Here are commands for running prediction with "auto" and "grid" models:

```
sos run ldpred.ipynb pred_eval \
    --cwd $work_dir \
    --prs $work_dir/Height.QC.snp_matched.qc.auto_prs.rds \
    --phenoFile GWAS_data/EUR.height.matched.txt \
    --covFile GWAS_data/EUR.cov.matched.txt \
    --response continuous

sos run ldpred.ipynb pred_eval \
    --cwd $work_dir \
    --prs $work_dir/Height.QC.snp_matched.auto_prs.rds \
    --phenoFile GWAS_data/EUR.height.matched.txt \
    --covFile GWAS_data/EUR.cov.matched.txt \
    --response continuous

sos run ldpred.ipynb pred_eval \
    --cwd $work_dir \
    --prs $work_dir/Height.QC.snp_matched.qc.grid_prs.rds \
    --phenoFile GWAS_data/EUR.height.matched.txt \
    --covFile GWAS_data/EUR.cov.matched.txt \
    --response continuous

sos run ldpred.ipynb pred_eval \
    --cwd $work_dir \
    --prs $work_dir/Height.QC.snp_matched.grid_prs.rds \
    --phenoFile GWAS_data/EUR.height.matched.txt \
    --covFile GWAS_data/EUR.cov.matched.txt \
    --response continuous
```

## Results summary

Following table shows adjusted R squared of height prediction models. "QC" refers to quality control in Step 4.

Compared to baseline model, higher R squared with PRS included implies PRS explains part of the variation of height in the target data-set.
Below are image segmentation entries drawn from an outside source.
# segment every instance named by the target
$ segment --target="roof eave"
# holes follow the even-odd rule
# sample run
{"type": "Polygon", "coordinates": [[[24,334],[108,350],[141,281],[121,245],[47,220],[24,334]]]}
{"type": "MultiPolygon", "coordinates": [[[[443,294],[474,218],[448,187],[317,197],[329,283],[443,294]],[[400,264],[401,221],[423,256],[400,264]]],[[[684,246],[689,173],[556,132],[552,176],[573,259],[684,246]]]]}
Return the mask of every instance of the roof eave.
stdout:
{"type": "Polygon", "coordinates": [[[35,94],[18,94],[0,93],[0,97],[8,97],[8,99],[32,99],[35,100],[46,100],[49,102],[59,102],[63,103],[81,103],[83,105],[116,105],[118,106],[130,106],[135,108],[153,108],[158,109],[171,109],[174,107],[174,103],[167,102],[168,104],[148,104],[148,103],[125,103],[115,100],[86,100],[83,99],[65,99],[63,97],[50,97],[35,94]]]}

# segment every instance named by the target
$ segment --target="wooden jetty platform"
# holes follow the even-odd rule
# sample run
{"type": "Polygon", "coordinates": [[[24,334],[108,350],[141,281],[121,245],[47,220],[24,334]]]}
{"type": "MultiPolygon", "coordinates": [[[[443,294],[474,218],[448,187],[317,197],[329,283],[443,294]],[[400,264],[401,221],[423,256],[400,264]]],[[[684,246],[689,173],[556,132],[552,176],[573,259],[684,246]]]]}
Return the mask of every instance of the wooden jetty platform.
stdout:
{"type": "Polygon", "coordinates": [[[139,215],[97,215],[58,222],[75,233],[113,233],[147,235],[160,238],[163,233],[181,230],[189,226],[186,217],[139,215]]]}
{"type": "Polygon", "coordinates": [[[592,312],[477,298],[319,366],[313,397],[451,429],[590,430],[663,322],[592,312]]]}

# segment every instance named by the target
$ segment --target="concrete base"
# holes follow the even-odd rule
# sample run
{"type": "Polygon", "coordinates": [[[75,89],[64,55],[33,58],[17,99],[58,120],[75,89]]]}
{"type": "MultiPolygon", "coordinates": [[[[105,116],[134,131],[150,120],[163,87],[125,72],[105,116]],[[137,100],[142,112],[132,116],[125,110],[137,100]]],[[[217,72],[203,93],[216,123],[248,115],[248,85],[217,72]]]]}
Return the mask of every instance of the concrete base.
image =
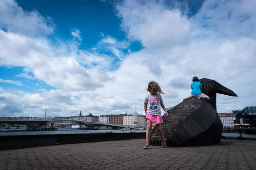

Higher R squared is observed without performing quality control for the summary statistics, as we already expected and discussed after seeing the results in Step 4. 

| QC? |   # of SNPs  |   Baseline R2 |   Inf R2  |   Grid R2 |   Auto R2 |
|:---:|:------------:|:-------:|:-------:|:-------:|:-------:|
| Yes | 104,564 | 0.2296 | 0.3581 | -  | - |
|  No | 109,963 | 0.2296 | 0.3619 |    -  |    -   |

## Homework

Please complete the runs with `grid` and `auto` model and complete the table above. **Computation with these models are intensive and long-running; it is suggested that the analysis be performed in a powerful computing environment**.